The kid finds it inherently rewarding to think defiant thoughts	Parents reward their kid with praise
The reward is laser-targeted at the exact thing to be incentivized.	The reward is poorly targeted—e.g., maybe kid will think bad thoughts / do bad things, not get caught, and be rewarded.
The “reward” is always in fact rewarding.	The praise might be rewarding from the kid’s perspective … but it also might not. It might even be aversive.
This might happen 3000 times per day.	This might happen a few times per day.

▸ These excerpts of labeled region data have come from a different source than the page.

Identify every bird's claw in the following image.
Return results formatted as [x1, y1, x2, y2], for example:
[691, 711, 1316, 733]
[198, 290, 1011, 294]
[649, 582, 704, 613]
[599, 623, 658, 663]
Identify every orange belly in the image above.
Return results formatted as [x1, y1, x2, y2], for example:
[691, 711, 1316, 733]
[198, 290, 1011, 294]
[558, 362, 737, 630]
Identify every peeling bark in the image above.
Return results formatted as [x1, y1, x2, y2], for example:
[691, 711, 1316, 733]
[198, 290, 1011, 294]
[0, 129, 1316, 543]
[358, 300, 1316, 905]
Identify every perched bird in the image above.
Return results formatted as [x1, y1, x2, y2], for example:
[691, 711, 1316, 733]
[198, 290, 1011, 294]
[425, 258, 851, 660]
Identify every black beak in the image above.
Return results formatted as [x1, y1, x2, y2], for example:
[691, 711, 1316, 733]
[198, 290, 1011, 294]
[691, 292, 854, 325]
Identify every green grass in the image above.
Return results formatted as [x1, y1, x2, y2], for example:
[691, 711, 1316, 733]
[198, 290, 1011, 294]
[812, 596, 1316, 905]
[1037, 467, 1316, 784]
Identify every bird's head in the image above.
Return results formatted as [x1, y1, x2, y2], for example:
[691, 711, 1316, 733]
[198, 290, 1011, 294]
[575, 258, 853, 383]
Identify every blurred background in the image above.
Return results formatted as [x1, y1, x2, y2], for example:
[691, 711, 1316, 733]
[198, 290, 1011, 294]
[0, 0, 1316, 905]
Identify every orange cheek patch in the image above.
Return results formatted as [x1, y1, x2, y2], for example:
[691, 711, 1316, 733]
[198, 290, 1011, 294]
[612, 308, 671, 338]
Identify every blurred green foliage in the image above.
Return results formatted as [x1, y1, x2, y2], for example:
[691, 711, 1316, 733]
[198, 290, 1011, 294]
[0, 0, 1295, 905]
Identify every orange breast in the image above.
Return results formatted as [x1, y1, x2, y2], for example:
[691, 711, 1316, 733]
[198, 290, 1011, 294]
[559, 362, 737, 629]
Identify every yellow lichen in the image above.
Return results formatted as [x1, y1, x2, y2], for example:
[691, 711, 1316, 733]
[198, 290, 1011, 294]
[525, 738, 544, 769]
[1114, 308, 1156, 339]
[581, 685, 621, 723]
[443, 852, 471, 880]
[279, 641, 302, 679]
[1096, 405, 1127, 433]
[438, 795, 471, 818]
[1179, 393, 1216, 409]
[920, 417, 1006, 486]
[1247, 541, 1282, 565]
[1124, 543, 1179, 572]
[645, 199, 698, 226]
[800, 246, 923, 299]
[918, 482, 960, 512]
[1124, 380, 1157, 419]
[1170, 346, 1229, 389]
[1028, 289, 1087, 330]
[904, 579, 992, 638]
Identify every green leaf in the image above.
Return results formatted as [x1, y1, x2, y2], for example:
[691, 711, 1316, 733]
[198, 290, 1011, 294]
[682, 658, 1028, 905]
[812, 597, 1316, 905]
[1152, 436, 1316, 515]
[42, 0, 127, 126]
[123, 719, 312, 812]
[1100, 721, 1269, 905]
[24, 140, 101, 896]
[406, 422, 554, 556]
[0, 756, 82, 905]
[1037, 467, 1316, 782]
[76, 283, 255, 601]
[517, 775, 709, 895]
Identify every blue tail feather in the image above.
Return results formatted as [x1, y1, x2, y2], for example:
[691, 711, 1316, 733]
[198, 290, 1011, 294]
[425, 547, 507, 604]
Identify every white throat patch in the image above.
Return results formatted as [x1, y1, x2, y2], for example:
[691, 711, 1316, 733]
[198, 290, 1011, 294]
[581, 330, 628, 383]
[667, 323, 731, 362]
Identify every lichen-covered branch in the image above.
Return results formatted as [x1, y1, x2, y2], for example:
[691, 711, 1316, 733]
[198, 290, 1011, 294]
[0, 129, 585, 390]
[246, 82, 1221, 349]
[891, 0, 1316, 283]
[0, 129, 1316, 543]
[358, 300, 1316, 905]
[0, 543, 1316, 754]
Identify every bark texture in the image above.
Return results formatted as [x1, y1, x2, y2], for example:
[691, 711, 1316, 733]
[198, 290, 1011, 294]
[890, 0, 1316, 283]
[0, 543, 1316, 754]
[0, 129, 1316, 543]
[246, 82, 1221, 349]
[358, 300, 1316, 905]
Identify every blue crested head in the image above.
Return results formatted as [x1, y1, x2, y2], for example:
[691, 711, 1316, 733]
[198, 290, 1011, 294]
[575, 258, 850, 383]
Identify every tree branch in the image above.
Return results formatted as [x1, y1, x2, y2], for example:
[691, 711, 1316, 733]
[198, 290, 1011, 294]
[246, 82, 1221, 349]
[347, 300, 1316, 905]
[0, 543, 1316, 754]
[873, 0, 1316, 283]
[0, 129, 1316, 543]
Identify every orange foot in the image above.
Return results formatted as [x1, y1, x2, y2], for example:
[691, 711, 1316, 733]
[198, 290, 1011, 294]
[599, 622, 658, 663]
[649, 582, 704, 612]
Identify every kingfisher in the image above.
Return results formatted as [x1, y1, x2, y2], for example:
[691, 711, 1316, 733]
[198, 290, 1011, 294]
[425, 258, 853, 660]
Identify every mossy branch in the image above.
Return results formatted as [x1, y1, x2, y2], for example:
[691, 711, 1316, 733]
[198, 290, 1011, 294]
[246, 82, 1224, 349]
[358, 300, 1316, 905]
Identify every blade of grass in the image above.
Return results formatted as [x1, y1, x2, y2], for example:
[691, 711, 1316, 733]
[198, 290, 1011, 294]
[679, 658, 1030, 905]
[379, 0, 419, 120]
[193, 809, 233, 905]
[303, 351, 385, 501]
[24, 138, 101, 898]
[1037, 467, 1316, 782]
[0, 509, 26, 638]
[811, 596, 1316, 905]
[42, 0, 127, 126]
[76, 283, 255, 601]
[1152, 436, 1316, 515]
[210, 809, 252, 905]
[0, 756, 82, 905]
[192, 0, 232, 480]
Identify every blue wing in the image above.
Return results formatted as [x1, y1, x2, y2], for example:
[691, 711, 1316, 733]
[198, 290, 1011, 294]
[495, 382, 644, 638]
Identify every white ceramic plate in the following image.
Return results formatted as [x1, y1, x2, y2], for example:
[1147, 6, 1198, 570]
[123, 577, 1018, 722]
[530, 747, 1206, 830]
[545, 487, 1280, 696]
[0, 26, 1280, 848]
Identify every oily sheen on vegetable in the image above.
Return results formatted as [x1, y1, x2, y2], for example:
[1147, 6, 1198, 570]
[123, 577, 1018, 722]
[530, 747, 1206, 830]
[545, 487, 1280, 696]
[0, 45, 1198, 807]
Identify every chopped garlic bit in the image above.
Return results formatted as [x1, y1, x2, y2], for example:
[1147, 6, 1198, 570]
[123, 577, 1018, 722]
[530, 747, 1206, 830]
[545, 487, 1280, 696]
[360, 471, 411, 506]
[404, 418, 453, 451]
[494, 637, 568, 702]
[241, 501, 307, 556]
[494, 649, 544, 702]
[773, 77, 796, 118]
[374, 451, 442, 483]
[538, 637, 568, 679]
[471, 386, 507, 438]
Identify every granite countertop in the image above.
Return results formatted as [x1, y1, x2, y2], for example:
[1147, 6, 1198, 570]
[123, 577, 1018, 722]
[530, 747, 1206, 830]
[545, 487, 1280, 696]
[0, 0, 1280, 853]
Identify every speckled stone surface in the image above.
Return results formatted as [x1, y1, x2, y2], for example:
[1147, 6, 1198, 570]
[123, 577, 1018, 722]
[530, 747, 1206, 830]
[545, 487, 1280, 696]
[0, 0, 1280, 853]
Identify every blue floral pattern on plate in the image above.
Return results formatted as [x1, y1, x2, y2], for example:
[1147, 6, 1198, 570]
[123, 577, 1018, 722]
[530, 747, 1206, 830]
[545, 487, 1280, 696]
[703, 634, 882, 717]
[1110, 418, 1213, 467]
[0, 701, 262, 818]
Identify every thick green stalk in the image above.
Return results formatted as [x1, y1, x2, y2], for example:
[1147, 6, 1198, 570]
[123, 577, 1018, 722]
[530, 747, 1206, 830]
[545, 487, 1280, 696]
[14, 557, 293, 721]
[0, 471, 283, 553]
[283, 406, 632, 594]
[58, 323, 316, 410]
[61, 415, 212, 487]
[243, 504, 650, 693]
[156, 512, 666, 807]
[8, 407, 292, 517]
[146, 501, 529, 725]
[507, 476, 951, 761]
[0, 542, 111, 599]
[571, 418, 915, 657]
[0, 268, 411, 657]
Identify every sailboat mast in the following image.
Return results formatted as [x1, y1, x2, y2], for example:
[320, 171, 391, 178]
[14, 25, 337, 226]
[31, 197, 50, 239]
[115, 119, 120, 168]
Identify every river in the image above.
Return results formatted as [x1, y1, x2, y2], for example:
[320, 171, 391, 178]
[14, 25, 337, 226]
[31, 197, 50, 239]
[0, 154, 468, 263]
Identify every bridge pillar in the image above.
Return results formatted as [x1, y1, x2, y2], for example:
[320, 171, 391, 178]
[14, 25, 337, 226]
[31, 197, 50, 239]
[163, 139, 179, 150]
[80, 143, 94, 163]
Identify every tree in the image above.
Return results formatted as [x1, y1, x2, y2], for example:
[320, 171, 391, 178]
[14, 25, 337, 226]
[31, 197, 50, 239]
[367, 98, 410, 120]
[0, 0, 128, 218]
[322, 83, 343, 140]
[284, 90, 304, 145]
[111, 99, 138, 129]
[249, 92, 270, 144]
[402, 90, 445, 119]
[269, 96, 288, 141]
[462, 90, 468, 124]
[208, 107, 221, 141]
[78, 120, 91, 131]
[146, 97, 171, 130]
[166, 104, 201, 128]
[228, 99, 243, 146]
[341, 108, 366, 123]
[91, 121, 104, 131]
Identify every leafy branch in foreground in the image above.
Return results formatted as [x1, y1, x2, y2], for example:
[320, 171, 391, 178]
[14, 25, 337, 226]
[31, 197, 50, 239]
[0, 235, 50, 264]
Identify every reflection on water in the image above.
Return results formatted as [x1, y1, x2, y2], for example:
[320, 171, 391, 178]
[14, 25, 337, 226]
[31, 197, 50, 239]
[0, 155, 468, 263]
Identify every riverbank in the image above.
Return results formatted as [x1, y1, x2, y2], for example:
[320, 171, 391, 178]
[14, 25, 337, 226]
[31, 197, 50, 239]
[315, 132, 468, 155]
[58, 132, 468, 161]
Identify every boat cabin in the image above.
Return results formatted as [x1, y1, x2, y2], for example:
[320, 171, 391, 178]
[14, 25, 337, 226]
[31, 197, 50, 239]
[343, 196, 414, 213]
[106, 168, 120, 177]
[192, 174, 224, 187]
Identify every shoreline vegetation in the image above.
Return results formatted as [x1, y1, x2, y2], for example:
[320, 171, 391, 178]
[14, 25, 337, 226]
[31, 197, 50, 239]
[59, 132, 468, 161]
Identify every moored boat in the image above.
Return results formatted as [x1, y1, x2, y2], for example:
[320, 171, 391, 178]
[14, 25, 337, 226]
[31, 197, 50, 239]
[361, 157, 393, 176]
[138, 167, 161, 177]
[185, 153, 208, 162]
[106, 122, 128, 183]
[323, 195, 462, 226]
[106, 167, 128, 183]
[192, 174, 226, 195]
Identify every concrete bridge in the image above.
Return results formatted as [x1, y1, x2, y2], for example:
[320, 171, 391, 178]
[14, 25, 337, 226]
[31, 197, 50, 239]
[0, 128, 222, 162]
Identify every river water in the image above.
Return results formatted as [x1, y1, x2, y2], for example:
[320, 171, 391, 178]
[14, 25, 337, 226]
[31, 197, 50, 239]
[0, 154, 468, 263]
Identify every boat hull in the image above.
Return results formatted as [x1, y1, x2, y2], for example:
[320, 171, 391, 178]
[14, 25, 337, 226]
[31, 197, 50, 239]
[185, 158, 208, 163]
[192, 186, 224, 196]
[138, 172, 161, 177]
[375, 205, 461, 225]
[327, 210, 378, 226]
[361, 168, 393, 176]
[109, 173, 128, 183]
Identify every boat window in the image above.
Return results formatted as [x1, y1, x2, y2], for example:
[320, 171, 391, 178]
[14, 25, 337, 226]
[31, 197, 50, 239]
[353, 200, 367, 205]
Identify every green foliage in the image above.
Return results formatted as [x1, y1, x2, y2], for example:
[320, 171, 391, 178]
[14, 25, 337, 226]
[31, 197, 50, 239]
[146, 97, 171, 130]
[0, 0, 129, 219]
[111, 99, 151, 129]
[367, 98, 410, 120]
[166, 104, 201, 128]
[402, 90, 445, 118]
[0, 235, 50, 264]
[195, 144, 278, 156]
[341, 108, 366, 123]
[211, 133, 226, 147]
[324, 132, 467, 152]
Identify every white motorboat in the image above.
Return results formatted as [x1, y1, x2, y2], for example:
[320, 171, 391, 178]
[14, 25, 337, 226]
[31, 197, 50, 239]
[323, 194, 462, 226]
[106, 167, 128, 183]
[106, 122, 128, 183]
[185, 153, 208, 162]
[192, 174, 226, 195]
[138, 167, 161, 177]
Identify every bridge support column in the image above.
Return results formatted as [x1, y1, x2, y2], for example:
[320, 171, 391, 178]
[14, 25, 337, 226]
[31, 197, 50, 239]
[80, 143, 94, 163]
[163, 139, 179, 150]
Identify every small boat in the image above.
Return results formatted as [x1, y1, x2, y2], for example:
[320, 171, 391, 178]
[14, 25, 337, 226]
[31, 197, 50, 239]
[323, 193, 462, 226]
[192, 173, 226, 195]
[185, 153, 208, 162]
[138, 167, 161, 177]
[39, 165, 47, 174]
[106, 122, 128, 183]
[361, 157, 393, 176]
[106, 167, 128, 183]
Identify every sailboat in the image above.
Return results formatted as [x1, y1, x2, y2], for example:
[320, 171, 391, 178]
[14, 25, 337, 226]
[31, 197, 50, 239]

(Let’s leave aside the question of wtf kind of internal innate reward function could have the property that “thinking defiant thoughts is inherently rewarding”. I think that question is answerable, but that the answer is convoluted and currently-unknown-to-Science. I’m working on it; more discussion here.)

^{^}
I’m deliberately using the weird phrasing “tickle their reward function” instead of “maximize their reward”, because I find that everyone reads “maximize their reward” as “maximize the discounted sum of present and future rewards”, and I don’t think RL algorithms need to work that way in general, and more specifically I don’t think RL works that way in the brain. In the brain case I think it’s more like “maximize the reward of the thought that I’m thinking right now”, and meanwhile “thoughts” are these complicated things that can (but don’t necessarily!) involve plans with predicted future consequences. If we’re wondering whether Carol is going to do cocaine, the question to ask is: When the thought “I’m going to do cocaine” pops into Carol’s head, does she find that thought appealing or aversive? That’s a different question from “will doing cocaine lead to future rewards for Carol?”. It’s also a different question from “does Carol expect that doing cocaine will lead to future rewards?” More discussion here and here.

[-]Gunnar_Zarncke3y*74

I want to remind everybody that the Reward is not the optimization target. The child is not optimizing for its reward. Thinking in terms of reward only can be misleading. A lot depends on what areas of the reward landscape are visited. It is not exactly a lock-in - because high-dimension spaces have few local maxima - but the reward landscape is big and once you are in a certain area even if you can in principle go everywhere else it may take more than a lifetime to get there. This matches the long-term effects cited. Still, parents and environment influence the exploration of the reward space and earlier movements may lock in some aspects - not only language but also concepts like ego and identity.

[-]tailcalled3y40

Nice.

A related point, the heritable effects might not need to be direct. For instance, suppose someone is genetically predisposed to be small and weak. In that case, it seems like physically dangerous things like big strong aggressive people or wild activities would be more dangerous for them, and they would therefore have more reason to fear them. We might expect the within-lifetime RL to therefore lead to them being more neurotic/emotional about such things.

[-]hold_my_fish3y30

Your position seems obviously right, so I'd guess the confusion is coming from the internal reward vs external reward distinction that you discuss in the last section. When thinking of possible pathways for genetics to influence our preferences, internal reward seems like the most natural.

That said, there are certainly also cases where genetics influences our actions directly. Reflexes are unambiguous examples of this, and there are probably others that are harder to prove.